Ein wackliges Holzbrett über einen Bach nehme ich mit Anlauf, schwanke rüber, die Hoffnung steigt.

Irgendwann ist der heikelste Abstieg geschafft. Jetzt sind es „nur“ noch 9 Kilometer auf vermutlich breiten, leicht fallenden Wegen, Autobahn. Außer den Schmerzen fühle ich mich gut, die Zuversicht wächst mit der Nähe des Ziels.
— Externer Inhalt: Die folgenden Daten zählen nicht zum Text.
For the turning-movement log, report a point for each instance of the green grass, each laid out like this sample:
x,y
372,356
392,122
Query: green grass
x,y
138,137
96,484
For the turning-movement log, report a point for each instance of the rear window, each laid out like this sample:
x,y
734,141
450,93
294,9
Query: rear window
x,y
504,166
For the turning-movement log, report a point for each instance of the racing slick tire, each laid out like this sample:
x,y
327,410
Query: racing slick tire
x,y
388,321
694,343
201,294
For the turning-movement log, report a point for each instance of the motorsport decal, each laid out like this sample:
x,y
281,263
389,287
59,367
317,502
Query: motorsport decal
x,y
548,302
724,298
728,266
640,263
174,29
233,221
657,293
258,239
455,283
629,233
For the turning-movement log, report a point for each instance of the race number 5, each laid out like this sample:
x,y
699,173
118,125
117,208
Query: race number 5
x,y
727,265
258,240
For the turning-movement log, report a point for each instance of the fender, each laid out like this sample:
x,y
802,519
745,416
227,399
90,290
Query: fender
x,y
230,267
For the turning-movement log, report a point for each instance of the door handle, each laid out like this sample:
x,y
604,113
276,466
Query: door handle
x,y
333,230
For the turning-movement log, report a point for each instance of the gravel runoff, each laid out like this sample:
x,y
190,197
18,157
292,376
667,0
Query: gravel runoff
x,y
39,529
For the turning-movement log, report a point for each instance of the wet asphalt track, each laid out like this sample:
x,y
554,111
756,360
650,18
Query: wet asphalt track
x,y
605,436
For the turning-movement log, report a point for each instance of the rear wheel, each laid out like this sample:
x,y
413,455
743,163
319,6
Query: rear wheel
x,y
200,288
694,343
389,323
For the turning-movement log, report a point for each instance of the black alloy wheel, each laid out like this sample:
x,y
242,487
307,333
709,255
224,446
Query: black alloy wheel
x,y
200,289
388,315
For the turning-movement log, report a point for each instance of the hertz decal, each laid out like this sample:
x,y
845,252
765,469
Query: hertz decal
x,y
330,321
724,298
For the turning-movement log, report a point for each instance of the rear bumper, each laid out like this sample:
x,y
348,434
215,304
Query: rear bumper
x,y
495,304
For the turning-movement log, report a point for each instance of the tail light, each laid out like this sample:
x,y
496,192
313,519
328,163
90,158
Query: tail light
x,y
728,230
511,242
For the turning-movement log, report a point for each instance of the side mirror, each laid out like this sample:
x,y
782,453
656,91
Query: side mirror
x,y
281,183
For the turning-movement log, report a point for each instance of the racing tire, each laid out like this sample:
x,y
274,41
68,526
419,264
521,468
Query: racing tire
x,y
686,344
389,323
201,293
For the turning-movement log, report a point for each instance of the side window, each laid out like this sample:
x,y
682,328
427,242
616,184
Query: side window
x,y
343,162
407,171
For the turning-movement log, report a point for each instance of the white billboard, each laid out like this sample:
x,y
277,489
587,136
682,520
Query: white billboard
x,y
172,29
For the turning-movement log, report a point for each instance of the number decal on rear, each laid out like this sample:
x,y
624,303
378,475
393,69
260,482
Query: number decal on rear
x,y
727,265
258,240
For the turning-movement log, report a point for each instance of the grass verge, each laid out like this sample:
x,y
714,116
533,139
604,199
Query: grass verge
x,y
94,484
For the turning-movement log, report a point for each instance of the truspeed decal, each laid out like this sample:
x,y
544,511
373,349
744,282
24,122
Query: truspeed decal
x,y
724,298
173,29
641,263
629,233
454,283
Ich blicke auf die Uhr, rechne hoch. Mein Traumziel SUB 10 ist sogar noch machbar. Ich trabe jetzt mit schwingenden Stöcken, nehme mir Zwischenziele, gehe zwischendurch, reiße andere mit, wie auch ich mich mitreißen lasse. Ich steigere mich fast in einen kleinen Rausch, die Euphorie kehrt zurück. Ich überhole, sammle ein, laufe urplötzlich unter 7, fast 6 min/km Abschnitte, erreiche Pertisau, überquere Straßen, Autos warten, Passanten jubeln, ich fliege(innerlich) ins Ziel, hochzufriedene 9.27 Std.

Auch mein Herzblatt finisht später erfolgreich. Das Schreiben mit den jetzt ordentlich verbundenen Händen fällt nicht ganz so leicht, aber egal, wir haben es wieder einmal geschafft, gemeinsam.